I’m sitting waiting for my Quicktime reference file to export from Avid at 1am on a Saturday morning, and am remembering how much fun it is to finish a project. I have this feeling about twice a year and it really is something special.
“Drug Court” is a Notable Pictures production and has taken 13 weeks to edit, which is a long time to make a TV hour, but I think it has been worth the time. Julia Parnell, my talented and ever patient director on this project has continued shooting right up until last week and that has given a real feeling of travelling with the characters in the film.
The documentary follows the story of 5 participants in Auckland’s Alcohol and Other Drug Treatment Court pilot program. It is part court-room drama, part personal journey, and editing it has given me a new appreciation for the power of addiction, and just how inevitable it is for some people, given their situation. And also for just how much determination, defeat, resignation, will-power and sheer time and hard work it takes to break out of an addiction.
With every film I edit I get a sort of baptism of fire PhD in the subject. Rehabilitation has always been something I’ve believed in, I have always seen the punitive and retributive role of the courts and prisons as something pointless, and ultimately damaging to society. But I had not appreciated what it takes to rehabilitate someone, the sort of comprehensive systems that need to be built just to help one person escape their disease.

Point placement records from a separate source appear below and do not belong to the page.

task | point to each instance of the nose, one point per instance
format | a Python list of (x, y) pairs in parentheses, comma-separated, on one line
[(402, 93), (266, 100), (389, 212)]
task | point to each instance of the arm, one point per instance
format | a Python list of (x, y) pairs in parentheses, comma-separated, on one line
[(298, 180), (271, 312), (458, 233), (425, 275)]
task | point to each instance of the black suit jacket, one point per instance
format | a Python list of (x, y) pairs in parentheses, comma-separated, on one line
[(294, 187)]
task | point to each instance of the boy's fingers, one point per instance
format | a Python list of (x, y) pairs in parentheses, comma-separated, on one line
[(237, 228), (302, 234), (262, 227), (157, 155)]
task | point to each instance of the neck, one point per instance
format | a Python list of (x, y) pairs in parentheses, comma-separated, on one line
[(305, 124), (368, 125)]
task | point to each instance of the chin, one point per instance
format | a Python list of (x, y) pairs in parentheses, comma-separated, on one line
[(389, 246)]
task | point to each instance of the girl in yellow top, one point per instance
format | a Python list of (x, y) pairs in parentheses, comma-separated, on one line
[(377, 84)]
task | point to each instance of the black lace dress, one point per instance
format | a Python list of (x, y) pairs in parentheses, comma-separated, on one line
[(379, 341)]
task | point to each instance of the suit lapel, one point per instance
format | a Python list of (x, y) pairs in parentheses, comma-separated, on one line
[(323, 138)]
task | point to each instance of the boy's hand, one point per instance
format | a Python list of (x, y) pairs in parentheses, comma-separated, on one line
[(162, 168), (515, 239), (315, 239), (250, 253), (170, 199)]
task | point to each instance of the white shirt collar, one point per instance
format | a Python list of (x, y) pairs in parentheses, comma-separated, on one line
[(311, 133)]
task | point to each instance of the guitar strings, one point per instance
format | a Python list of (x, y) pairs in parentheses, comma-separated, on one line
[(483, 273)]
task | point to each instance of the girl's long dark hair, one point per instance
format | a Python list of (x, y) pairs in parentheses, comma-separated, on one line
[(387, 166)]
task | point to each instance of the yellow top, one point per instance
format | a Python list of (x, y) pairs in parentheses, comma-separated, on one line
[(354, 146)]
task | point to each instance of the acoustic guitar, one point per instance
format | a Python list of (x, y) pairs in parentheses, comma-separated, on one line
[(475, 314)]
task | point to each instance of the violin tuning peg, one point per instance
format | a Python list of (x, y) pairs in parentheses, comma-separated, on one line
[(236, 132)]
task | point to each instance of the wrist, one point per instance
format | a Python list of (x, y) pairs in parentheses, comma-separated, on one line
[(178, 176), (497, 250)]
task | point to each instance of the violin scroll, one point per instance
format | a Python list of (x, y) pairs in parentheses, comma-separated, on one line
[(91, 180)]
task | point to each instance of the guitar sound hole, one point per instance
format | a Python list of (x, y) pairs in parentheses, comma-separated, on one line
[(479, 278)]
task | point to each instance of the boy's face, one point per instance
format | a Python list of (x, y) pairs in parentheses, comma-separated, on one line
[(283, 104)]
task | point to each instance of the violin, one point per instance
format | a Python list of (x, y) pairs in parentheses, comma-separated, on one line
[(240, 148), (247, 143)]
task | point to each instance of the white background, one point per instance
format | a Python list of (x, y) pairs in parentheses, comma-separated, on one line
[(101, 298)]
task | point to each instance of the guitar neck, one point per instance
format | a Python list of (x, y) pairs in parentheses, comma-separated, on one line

The participants go through a number of stages in the court, intensive residential treatment, drug monitoring through a SCRAM alcohol bracelet, regular drug tests, weekly court appointments, daily support meetings, and still it is a struggle every day to beat an ever-present addiction.
On an editing note, what I’ve learned on this project is the power of sub-edits. I’ve been developing this method of editing over the last few years, but on this project it really came into its own. Sub-edits are short scenes which can be built in isolation and pieced together as blocks in your assemble. Something that was really helpful in this edit was colouring each individual subedit a different colour (a colour for each character) this enabled us to see clearly in the assemble what characters were appearing where. This meant that large structural changes could be made with an understanding of how that structural change is shaping the film overall.
Drug Court is another dense, political and heavy-hitting film, but I hope we have retained its heart, the nature of everyday struggle that is addiction.